Daily Meditations

Sermon on the Mount: Blessed Are the Poor in Spirit

The Sermon on the Mount is the very blueprint for Christian lifestyle, and most scholars see it as the best summary of Jesus’ teaching. But we can’t understand this wisdom with the rational, dualistic mind; in fact, we will largely misunderstand it while convinced that we got it on the first try. As we saw last week, Jesus taught an alternative wisdom—the Reign of God—which overturns the conventional and common trust in power, possessions, and personal prestige. To understand the Sermon on the Mount, we must approach it with an open heart and a beginner’s mind, ready to have these normal cultural beliefs and preferences changed. Most people were never told this and tried to fit the Gospel into their existing cultural agenda.

The Gospel of Matthew sets the stage for the Sermon on the Mount: Jesus sees the crowds following him and heads to “the mountain” (symbolic for the new Moses giving a new “law”) with his disciples. This is his opening line, which necessarily must be central to his entire message; it is a key to everything else:

How blessed (or “happy”) are the poor in spirit; the kingdom of Heaven is theirs. —Matthew 5:3

“Poor in spirit” means an inner emptiness and humility, a beginner’s mind, and to live without a need for personal righteousness or reputation. It is the “powerlessness” of Alcoholics Anonymous’ First Step. The Greek word Matthew uses for “poor” is ptochoi, which literally means, “the very empty ones, those who are crouching.” They are the bent-over beggars, the little nobodies of this world who have nothing left, who aren’t self-preoccupied or full of themselves in any way. Jesus is saying: “Happy are you, you’re the freest of all.”

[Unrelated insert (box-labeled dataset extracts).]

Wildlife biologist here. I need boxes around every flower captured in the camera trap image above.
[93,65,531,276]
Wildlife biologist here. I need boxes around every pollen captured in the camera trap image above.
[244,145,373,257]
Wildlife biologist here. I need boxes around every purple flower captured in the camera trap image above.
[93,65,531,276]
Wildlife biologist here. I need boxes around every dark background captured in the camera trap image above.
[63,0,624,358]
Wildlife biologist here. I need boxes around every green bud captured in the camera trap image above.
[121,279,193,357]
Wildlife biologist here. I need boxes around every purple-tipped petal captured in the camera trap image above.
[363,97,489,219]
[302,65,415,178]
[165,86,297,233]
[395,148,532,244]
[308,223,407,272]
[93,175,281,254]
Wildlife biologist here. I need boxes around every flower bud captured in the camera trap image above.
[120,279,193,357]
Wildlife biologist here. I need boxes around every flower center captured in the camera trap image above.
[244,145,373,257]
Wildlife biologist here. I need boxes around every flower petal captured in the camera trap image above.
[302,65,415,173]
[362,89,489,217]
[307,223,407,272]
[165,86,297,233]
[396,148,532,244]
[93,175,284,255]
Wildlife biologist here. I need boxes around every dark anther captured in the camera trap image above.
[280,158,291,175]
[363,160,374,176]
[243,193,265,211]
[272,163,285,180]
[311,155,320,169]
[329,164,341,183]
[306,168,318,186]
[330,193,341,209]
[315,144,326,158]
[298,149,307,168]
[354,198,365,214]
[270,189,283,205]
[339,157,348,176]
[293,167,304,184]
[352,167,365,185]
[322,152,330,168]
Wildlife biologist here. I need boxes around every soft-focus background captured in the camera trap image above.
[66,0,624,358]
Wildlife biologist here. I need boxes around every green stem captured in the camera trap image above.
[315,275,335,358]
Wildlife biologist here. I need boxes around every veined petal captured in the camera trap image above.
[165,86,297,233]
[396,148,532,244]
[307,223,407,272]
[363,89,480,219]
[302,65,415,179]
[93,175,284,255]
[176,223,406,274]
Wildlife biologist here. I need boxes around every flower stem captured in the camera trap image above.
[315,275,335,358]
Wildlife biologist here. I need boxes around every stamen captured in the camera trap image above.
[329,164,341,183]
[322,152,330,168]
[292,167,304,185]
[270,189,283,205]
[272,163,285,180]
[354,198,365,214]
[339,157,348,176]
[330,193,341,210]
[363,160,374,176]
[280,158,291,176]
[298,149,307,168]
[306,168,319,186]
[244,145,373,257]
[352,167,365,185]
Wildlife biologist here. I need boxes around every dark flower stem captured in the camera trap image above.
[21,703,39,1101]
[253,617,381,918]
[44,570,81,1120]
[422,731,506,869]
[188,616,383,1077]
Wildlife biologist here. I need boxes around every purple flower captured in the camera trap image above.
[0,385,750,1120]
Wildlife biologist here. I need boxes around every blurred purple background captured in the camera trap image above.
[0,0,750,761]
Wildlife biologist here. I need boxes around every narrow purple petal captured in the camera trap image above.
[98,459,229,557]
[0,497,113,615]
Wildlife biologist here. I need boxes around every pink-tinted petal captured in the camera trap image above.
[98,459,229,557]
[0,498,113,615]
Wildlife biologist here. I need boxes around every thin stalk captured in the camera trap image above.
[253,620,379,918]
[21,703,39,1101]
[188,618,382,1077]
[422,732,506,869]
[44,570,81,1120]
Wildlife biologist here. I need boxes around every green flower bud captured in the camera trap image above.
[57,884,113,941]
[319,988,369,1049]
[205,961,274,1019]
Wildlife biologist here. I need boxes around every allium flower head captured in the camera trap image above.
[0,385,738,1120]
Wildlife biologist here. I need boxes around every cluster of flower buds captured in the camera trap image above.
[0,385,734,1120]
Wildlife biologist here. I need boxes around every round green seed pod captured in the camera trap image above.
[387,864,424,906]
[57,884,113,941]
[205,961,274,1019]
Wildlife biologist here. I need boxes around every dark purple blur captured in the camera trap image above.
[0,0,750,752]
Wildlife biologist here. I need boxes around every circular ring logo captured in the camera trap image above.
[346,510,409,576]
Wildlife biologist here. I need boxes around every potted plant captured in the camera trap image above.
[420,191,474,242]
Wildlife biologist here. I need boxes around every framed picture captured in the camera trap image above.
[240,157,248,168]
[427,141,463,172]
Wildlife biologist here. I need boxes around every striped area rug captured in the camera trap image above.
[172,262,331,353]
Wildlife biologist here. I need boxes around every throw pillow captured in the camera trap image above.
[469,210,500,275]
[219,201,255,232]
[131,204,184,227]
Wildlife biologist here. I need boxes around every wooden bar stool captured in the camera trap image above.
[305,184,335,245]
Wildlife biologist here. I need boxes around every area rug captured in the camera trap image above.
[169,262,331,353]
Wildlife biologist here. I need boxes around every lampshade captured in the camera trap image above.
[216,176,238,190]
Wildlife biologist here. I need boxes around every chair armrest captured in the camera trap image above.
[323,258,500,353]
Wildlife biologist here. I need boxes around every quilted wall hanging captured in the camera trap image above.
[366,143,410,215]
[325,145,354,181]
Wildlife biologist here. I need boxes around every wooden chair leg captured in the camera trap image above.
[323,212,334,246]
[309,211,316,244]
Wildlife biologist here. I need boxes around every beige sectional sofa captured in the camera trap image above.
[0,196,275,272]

The higher and more visible you are in any system, the more trapped you are inside it. The freest position is the one I call “on the edge of the inside”—neither a “company man” nor a rebel or iconoclast. The price of both holding power and speaking truth to power can be very great. You ricochet between being offensive and being defensive, neither of which is a contemplative or solid position. Further, you are forced to either defend and maintain the status quo to protect yourself and the group or to waste time reacting against it. My fellow teacher, Cynthia Bourgeault, calls this “pouring empty into empty.”

The “poor in spirit” don’t have to play any competitive games; they are not preoccupied with winning, which is the primary philosophy in the United States today. Jesus is recommending a social reordering, quite different from common practice. Notice also how he uses present tense: “the Kingdom of God is theirs.” He doesn’t say “will be theirs.” That tells us that God’s Reign isn’t later; it’s now. You are only free when you have nothing to protect and nothing you need to prove or defend. Trapped people have to do what they want to do. Free people want to do what they know they have to do. Admittedly, it takes a while to get there.

Eknath Easwaran writes that “the joy we experience in these moments of self-forgetting is our true nature, our native state. To regain it, we have simply to empty ourselves of what hides this joy: that is, to stop dwelling on ourselves.” [1] As we forget our false, floating self, we rediscover our substantial and anchored self—which is not very needy at all.

~Adapted from Richard Rohr with John Bookser Feister, Jesus’ Plan for a New World: The Sermon on the Mount (Franciscan Media: 1996), 129, 130-131.

[1] Eknath Easwaran, Original Goodness: On the Beatitudes of the Sermon on the Mount (Nilgiri Press: 1996), 65.